Pages

Sunday, December 27, 2009

EPCOT: The Future is Past

We visited Epcot in Disney World over the holidays.  Actually, we have been to Epcot many times since it opened in 1982.  As we went from pavilion to pavilion in Future World, I was struck by how much the future was becoming the past, how dated some of the exhibitions now seemed.  My daughter remarked that it might better be called EPCOY (Experimental Prototype Community of Yesterday) rather than the acronym where the T stands for Tomorrow.


I have always loved riding inside the huge sphere of Spaceship Earth.  For those who have not been there, it is a fifteen minute journey through the history of communication with your little car going by Disney Animatronic sets showing the evolution from cave painting to papyrus to the printing press to the personal computer.  It used to be that the last displays were about communicating in some not-too-distant future by videophone.  Now, the exhibition ends with someone who looked a bit like Steve Wozniak cobbling together a personal computer in his garage in 1979.  There is no future.  There is not even a Now.  I guess it got be be too expensive to keep chasing the rapidly evolving world we live in.  Still, a long dark tunnel does not seem to be a good way to end the ride.

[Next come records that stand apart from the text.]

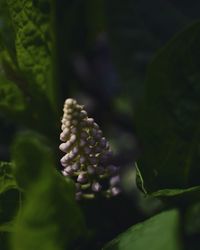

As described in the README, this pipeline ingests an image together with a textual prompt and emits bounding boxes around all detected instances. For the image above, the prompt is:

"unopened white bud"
[77,172,87,183]
[100,137,107,147]
[65,98,76,106]
[111,187,121,196]
[110,175,120,187]
[86,118,94,125]
[65,166,73,174]
[70,134,76,143]
[92,182,102,192]
[59,141,71,152]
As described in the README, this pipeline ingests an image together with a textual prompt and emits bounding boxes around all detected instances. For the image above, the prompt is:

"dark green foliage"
[135,22,200,195]
[11,131,86,250]
[0,74,26,117]
[7,0,54,105]
[103,209,182,250]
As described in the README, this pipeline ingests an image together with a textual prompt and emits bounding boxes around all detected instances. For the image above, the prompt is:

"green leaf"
[103,209,182,250]
[0,74,26,117]
[151,187,200,204]
[11,131,55,190]
[7,0,57,107]
[0,221,15,232]
[11,131,86,250]
[135,22,200,193]
[0,162,18,194]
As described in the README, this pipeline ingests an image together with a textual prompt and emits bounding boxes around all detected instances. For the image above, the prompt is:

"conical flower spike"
[60,98,121,200]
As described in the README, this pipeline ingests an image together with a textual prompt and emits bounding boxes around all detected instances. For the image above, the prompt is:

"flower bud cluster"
[60,98,121,200]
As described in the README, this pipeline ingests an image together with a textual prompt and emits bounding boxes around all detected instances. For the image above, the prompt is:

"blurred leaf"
[0,221,15,232]
[135,22,200,193]
[103,209,182,250]
[7,0,57,108]
[11,131,86,250]
[12,131,54,190]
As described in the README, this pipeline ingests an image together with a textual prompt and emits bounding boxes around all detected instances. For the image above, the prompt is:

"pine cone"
[59,98,121,200]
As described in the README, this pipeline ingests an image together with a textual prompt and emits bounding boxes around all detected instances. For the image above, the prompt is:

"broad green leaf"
[11,131,86,250]
[7,0,57,108]
[135,22,200,193]
[151,187,200,204]
[12,131,55,190]
[103,209,182,250]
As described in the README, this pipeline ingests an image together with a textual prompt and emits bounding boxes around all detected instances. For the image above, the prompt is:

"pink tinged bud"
[91,128,98,135]
[80,110,87,118]
[65,108,73,114]
[71,127,77,133]
[72,163,80,171]
[111,187,121,196]
[94,146,102,154]
[76,191,83,200]
[70,134,76,143]
[107,165,119,175]
[65,98,76,106]
[77,172,88,183]
[110,175,120,187]
[95,130,103,139]
[61,124,66,130]
[99,154,108,164]
[65,166,73,174]
[87,165,95,174]
[65,120,71,128]
[89,157,98,165]
[60,128,70,141]
[61,155,68,165]
[86,118,94,125]
[100,137,107,147]
[79,139,86,147]
[92,182,102,192]
[59,141,71,152]
[106,142,110,149]
[62,170,70,176]
[71,120,78,126]
[84,146,91,154]
[61,118,66,123]
[80,156,86,164]
[81,131,88,139]
[72,147,79,155]
[93,122,99,129]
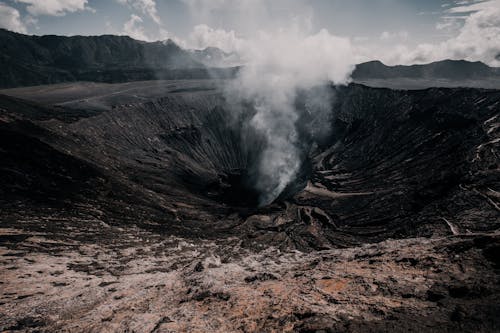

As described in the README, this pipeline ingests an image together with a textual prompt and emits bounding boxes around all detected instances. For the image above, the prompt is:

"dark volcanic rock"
[1,81,499,248]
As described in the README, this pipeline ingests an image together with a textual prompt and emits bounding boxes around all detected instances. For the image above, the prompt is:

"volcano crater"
[1,82,499,248]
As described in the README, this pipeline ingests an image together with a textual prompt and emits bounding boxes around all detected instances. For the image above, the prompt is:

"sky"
[0,0,499,66]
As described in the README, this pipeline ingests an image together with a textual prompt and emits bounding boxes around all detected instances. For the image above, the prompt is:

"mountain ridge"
[353,59,499,80]
[1,28,499,89]
[0,28,216,88]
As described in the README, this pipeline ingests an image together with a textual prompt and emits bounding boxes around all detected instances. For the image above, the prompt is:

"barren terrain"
[1,79,499,332]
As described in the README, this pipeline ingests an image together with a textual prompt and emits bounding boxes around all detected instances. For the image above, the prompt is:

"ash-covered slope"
[303,85,500,246]
[1,82,499,249]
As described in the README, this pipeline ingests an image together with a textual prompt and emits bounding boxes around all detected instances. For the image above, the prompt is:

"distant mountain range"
[0,29,235,88]
[0,29,499,89]
[352,60,499,80]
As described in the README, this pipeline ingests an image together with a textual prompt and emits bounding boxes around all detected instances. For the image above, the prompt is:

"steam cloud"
[224,28,355,205]
[182,0,356,205]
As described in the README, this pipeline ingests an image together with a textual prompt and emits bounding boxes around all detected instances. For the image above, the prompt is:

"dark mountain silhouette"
[352,59,499,80]
[0,29,236,88]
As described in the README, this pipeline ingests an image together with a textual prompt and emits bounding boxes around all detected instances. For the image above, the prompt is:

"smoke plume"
[224,28,355,205]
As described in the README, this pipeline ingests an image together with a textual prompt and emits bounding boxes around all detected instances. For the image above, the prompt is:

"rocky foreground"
[1,217,500,332]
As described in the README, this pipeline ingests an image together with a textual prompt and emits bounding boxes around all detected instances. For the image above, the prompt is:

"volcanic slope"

In the Universe of Energy, the multimedia show is at least fifteen years old.  It is terribly out of date with regard to this rapidly changing field and only alludes in the smallest possible way to the importance of climate change.  Given the central place of energy, it seems a disservice to not update this pavilion.  Even our automated, moving theater seats seemed dated because the ride broke down midway through and we had to trudge off through an emergency exit.  This pavilion used to be sponsored by Exxon, then Exxon-Mobil, but they dropped sponsorship completely in 2004 and now there is no corporate sponsor.

By the way, Spaceship Earth, which used to be sponsored by AT&T, is now sponsored by Siemens.  The Land pavilion used to be sponsored by Kraft but is now also unsponsored.  The GM Test Track pavilion is still sponsored by its namesake, but who knows for how much longer?  Maybe it will become the Kia Test Track.  The film footage is way out of date, as are even the television monitors.  How can this be Future World?

Perhaps the whole idea of Epcot is also confined to the past.  Walt Disney imagined it to actually be a planned community built within Disney World, hence the name.  He could never get the board of directors to go for it.  They wanted Disneyland East.  Walt died in 1966 and his dream for the Experimental Community died with him.  His brother, Roy (who also just recently passed away), tried to carry on, and did build the Magic Kingdom and a much more commercial version of Epcot.  What opened in 1982 was more like a World's Fair than an experimental community but it did incorporate some of the infrastructure originally imagined by Walt Disney.

I still like Epcot.  I will probably go there again.  It just seems like a lost opportunity to say more about the future.  Maybe once the recession is over, Disney can get some corporate sponsors to ante up the money to update some of these pavilions.  But it isn't 1966 or 1982 and it is hard to find U.S. companies with the muscle or interest.  Maybe that is for the best as the future is likely to be with the Multinationals anyway.  I guess I am just nostalgic for the times when we seemed to be a leader in business and technology.  I'll get over it.